Dave Davies described the song as "a Kinks fans favourite". He also said, "[I]t was never a hit for the Kinks, but over the years every true Kinks fan relates to that particular song, and it's funny, because that particular version is one of the only songs where Ray and I actually swap lead vocals. Elsewhere, when he sings lead I do the octave harmonies, or where I sing lead he's doing background vocals. Ray and I have very different ranges, fortunately, and our textures are different, which really helps for distinctive harmonies."

==Music and lyrics==
The song is a defiant anthem of non-conformity, and its lyrics exhibit sentiments of frustration, accompanied by the outsider perception of being different from the rest, while yearning to seek and find, as well as assert, one's own individual identity. The song begins with an opening signature played somewhat menacingly on a twelve-string electric guitar in the key of A minor, punctuated by subtle drum beats, which then shifts into the key of G major when the lyrics begin, highlighting the song's angry stance.
I won't take all that they hand me down
And make out a smile though I wear a frown
And I'm not gonna take this all lying down
Cause once I get started I go to town
Cause I'm not like everybody else

Yet the mood also conveys a sense of sadness, and in the second verse expresses love and a sense of remorse, but with a cautious warning:
But darling, you know that I love you true
Do anything that you want me to
Confess all my sins like you want me to
There's one thing I will say to you
I'm not like everybody else

As the song progresses into its last bars, it builds up to a cathartic finale with intense playing from all of the members of the Kinks and then comes to a crashing close.

==Release and reception==
The song was first released as the B-side to their single "Sunny Afternoon" but soon became a favourite and was often part of the Kinks live act. Ray Davies continues to play the song regularly and used the song as an opening number in his 2006–2008 solo live appearances. Cash Box said that it is a "rhythmic ode about a highly individual type of guy".

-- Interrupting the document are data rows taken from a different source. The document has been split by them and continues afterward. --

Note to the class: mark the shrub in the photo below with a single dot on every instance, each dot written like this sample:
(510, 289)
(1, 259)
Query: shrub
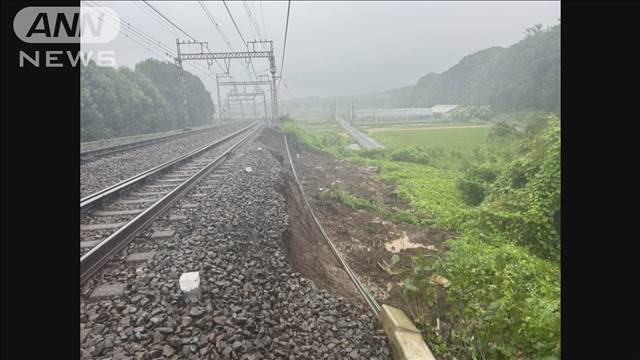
(472, 192)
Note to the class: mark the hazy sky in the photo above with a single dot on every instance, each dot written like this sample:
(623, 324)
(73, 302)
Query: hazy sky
(338, 47)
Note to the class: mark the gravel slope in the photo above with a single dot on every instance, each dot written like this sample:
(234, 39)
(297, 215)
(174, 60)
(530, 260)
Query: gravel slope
(253, 305)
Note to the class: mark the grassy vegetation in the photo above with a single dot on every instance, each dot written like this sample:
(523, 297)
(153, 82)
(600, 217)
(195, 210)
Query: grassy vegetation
(461, 137)
(501, 199)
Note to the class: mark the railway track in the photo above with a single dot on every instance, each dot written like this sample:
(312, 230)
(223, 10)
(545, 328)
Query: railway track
(112, 217)
(363, 140)
(94, 154)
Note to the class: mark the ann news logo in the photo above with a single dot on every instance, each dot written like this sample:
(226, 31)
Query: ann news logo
(65, 25)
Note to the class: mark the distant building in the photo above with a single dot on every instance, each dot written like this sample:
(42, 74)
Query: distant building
(391, 115)
(443, 110)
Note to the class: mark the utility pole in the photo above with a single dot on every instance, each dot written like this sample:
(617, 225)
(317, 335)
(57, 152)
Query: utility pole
(253, 53)
(178, 59)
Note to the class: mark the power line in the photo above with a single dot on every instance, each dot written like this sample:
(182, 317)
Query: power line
(131, 32)
(167, 19)
(252, 20)
(222, 35)
(264, 27)
(234, 24)
(239, 33)
(213, 21)
(284, 46)
(157, 18)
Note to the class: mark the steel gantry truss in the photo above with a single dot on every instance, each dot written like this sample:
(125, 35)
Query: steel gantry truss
(226, 57)
(235, 84)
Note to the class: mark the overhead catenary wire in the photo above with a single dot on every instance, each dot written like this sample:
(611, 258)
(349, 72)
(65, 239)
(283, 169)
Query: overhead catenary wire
(177, 27)
(252, 20)
(284, 45)
(168, 20)
(239, 32)
(222, 34)
(141, 38)
(264, 26)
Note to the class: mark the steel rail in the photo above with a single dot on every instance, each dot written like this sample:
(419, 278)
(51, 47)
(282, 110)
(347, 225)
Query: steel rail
(92, 200)
(93, 260)
(370, 300)
(91, 155)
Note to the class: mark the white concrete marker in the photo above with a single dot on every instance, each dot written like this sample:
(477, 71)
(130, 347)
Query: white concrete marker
(190, 285)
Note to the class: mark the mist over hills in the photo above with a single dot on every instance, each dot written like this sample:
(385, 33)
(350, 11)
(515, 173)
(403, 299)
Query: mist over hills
(523, 76)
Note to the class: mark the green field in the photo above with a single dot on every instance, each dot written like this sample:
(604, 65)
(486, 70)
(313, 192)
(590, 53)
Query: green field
(461, 138)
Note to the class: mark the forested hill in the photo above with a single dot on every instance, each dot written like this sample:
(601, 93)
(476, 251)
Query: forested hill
(122, 102)
(524, 76)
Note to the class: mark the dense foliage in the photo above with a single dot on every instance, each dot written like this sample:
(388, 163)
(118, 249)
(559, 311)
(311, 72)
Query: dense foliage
(122, 102)
(525, 75)
(501, 268)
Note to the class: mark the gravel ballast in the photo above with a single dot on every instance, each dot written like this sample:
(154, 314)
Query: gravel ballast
(252, 304)
(104, 172)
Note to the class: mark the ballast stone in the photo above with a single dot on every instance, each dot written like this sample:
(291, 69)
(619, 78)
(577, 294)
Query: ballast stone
(190, 285)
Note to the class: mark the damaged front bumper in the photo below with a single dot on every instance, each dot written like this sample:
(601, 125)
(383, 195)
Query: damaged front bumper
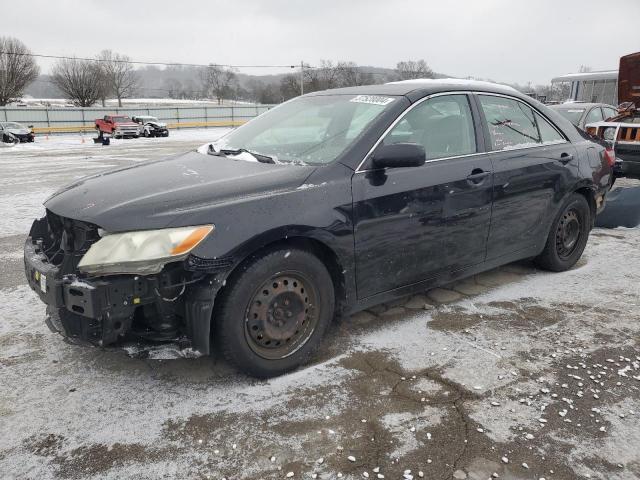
(101, 310)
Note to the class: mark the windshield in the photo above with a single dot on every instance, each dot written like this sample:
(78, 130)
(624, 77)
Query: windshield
(308, 130)
(571, 114)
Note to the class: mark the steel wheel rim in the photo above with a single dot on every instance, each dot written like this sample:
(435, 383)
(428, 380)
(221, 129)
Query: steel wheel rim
(568, 233)
(281, 315)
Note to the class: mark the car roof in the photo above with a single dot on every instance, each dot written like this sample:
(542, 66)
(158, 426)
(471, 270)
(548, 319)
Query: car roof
(420, 87)
(580, 105)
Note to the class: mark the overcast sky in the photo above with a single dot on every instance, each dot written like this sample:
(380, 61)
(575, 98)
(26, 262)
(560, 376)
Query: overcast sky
(505, 40)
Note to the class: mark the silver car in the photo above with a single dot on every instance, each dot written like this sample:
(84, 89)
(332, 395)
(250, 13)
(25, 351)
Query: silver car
(14, 130)
(580, 114)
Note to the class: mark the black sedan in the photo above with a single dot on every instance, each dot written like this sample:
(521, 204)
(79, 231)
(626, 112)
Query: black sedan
(326, 205)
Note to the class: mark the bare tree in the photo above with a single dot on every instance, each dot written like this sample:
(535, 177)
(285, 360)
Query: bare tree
(217, 82)
(120, 76)
(17, 69)
(173, 86)
(350, 75)
(409, 69)
(79, 80)
(289, 86)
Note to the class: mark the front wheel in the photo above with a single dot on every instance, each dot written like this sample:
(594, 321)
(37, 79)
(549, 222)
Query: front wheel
(568, 235)
(275, 312)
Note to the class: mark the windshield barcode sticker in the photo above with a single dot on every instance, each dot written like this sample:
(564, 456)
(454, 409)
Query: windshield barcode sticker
(372, 99)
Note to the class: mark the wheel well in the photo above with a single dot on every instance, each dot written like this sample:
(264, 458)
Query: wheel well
(587, 193)
(326, 255)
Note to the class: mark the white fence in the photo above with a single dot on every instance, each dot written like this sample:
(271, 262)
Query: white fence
(60, 120)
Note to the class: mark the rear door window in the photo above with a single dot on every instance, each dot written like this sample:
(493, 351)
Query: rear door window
(609, 112)
(513, 124)
(443, 125)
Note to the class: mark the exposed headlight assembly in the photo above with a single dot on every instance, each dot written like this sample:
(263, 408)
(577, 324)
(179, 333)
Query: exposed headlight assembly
(142, 252)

The song has been included on many compilations including Sunny Afternoon in the UK in 1967, The Great Lost Kinks Album in the US in 1973 and the 2002 greatest hits release The Ultimate Collection. It also appears as a bonus track on the 1998 CD reissue of Face to Face, the 2011 deluxe edition of The Kink Kontroversy, and the compilation The Anthology 1964–1971.

==Cover versions==
Notable covers of the song include renditions by the Chocolate Watchband in 1968, by the Australian band Jimmy and the Boys as their debut single in 1979,by Chris Spedding on his 1980 album I'm Not Like Everybody Else and by the Damned on their covers album Not Like Everybody Else in 2026.

==Personnel==
According to band researcher Doug Hinman:

- Dave Davies – lead vocal, electric guitar
- Ray Davies – backing vocal, electric guitar
- Pete Quaife – bass
- Mick Avory – drums

An organ part is audible on the recording, although no organist is credited in contemporary documentation.